La parabola di Albiano dopo l'intervento dei carabinieri forestali e la scoperta degli scarti pericolosi

Carabinieri forestali

Carabinieri forestali

Arezzo, 24 marzo 2018 - Da possibile paradiso turistico a discarica di rifiuti anche pericolosi. Questa l’ingloriosa fine che ha fatto Albiano, la località del comune di Anghiari, vicino alla Motina, che proprio trent’anni fa era destinata a diventare uno dei fiori all’occhiello della vallata. Una ventina di immobili, comprensivi anche di capannoni e rimesse, ridotti al degrado più completo: alcuni di essi, addirittura, sono in parte crollati e sia fuori che dentro è stato rinvenuto di tutto, a cominciare dai circa otto quintali di eternit che già la dicono lunga.

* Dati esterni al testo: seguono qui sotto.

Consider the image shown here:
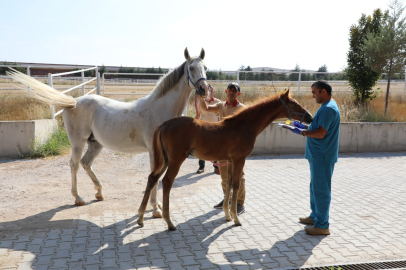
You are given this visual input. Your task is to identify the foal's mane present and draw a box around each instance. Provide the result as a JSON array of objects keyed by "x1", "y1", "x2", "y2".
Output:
[
  {"x1": 149, "y1": 61, "x2": 187, "y2": 101},
  {"x1": 223, "y1": 92, "x2": 286, "y2": 121}
]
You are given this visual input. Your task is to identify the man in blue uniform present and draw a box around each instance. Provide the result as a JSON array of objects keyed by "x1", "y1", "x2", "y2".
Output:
[{"x1": 290, "y1": 80, "x2": 340, "y2": 235}]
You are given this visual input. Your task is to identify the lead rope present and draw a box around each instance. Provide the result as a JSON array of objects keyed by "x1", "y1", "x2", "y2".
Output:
[{"x1": 194, "y1": 94, "x2": 200, "y2": 119}]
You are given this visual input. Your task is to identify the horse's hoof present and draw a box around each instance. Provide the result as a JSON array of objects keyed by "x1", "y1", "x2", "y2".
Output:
[
  {"x1": 225, "y1": 216, "x2": 233, "y2": 221},
  {"x1": 75, "y1": 200, "x2": 85, "y2": 206},
  {"x1": 95, "y1": 194, "x2": 104, "y2": 201},
  {"x1": 137, "y1": 220, "x2": 144, "y2": 227},
  {"x1": 168, "y1": 226, "x2": 177, "y2": 231},
  {"x1": 153, "y1": 210, "x2": 163, "y2": 218},
  {"x1": 234, "y1": 222, "x2": 242, "y2": 226}
]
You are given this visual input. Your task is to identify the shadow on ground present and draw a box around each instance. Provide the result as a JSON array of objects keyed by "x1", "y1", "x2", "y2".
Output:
[{"x1": 0, "y1": 205, "x2": 324, "y2": 269}]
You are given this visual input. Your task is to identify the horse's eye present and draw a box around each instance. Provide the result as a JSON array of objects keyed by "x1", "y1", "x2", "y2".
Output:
[{"x1": 190, "y1": 67, "x2": 194, "y2": 71}]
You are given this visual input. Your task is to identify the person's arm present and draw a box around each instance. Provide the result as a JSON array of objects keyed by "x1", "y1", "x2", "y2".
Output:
[
  {"x1": 301, "y1": 126, "x2": 327, "y2": 138},
  {"x1": 199, "y1": 97, "x2": 219, "y2": 113}
]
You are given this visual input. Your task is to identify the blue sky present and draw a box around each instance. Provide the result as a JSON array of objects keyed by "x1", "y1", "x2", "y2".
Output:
[{"x1": 1, "y1": 0, "x2": 389, "y2": 72}]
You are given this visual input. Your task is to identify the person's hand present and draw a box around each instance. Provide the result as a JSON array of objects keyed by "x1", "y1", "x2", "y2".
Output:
[
  {"x1": 289, "y1": 127, "x2": 305, "y2": 135},
  {"x1": 208, "y1": 84, "x2": 214, "y2": 92},
  {"x1": 293, "y1": 121, "x2": 306, "y2": 129}
]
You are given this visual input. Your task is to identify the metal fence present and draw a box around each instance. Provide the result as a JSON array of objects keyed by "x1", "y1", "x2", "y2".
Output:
[
  {"x1": 48, "y1": 67, "x2": 101, "y2": 118},
  {"x1": 102, "y1": 72, "x2": 165, "y2": 95}
]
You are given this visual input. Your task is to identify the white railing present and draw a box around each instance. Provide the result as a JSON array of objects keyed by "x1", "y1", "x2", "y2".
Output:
[
  {"x1": 49, "y1": 67, "x2": 101, "y2": 118},
  {"x1": 102, "y1": 72, "x2": 164, "y2": 95},
  {"x1": 234, "y1": 70, "x2": 406, "y2": 93}
]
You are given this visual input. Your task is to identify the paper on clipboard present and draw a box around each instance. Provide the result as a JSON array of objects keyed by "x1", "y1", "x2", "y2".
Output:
[{"x1": 277, "y1": 123, "x2": 295, "y2": 130}]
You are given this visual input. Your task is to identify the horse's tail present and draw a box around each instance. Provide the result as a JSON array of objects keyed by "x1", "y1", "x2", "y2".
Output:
[
  {"x1": 6, "y1": 68, "x2": 76, "y2": 109},
  {"x1": 152, "y1": 124, "x2": 167, "y2": 175}
]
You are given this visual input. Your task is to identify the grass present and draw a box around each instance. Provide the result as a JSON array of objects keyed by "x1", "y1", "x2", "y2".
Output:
[
  {"x1": 21, "y1": 122, "x2": 71, "y2": 159},
  {"x1": 186, "y1": 83, "x2": 406, "y2": 122},
  {"x1": 0, "y1": 93, "x2": 51, "y2": 121}
]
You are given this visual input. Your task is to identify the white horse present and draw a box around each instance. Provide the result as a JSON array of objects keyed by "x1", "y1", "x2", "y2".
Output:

E poi fusti in lamiera, pneumatici, contenitori in plastica e vetro, detriti da demolizione e rifiuti ferrosi: tonnellate di roba concentrate nei sei ettari sequestrati di una proprietà appartenuta alla famiglia Buitoni e da qualche anno passata nelle mani di una società di costruzioni, il cui legale rappresentante – un bergamasco sulla sessantina – è stato deferito.

Da tempo, i carabinieri forestali di Sansepolcro avevano puntato le attenzioni su quest’area e alla fine sono dovuti intervenire, coinvolgendo la Procura di Arezzo e l’Arpat, che analizzerà in laboratorio i campioni di rifiuti prelevati. E pensare che nel 1988 la Regione approvò l’ambizioso progetto di Albiano, che prevedeva la realizzazione di 23 residence di lusso: un investimento da 15 miliardi di lire per un’operazione davvero forte dal punto di vista turistico, economico e occupazionale.

Lo sviluppo della Valtiberina sarebbe dovuto passare anche per il complesso di Albiano, ma perché poi non se ne fece nulla? Franco Talozzi, oggi 80enne, era il sindaco anghiarese di allora, che a causa di Albiano ruppe con l’allora Pci. «Il mio partito si mise di mezzo, arrivando fino ad Achille Occhetto – ricorda Talozzi – e quando io e l’assessore Domenico Baggi andammo alla riunione del comitato federale, il sottoscritto ebbe il coraggio di rispondere al segretario toscano del Pci.

Avevo l’ok unanime per Albiano da parte del consiglio comunale e dissi che contro il mio paese non sarei andato. Mi avevano giustificato il «no», precisando che Anghiari non sarebbe stata in grado di gestire un’operazione del genere. E quando la Provincia di Arezzo si arrogò la pretesa di dover prendere in mano la cosa, mi inferocii letteralmente, facendo barriera. Sta di fatto che al congresso del ‘90 cacciarono fuori dal partito sia il sottoscritto che Baggi. Presi allora la parola e li trattai a pesci in faccia: per me contava solo la volontà di Anghiari».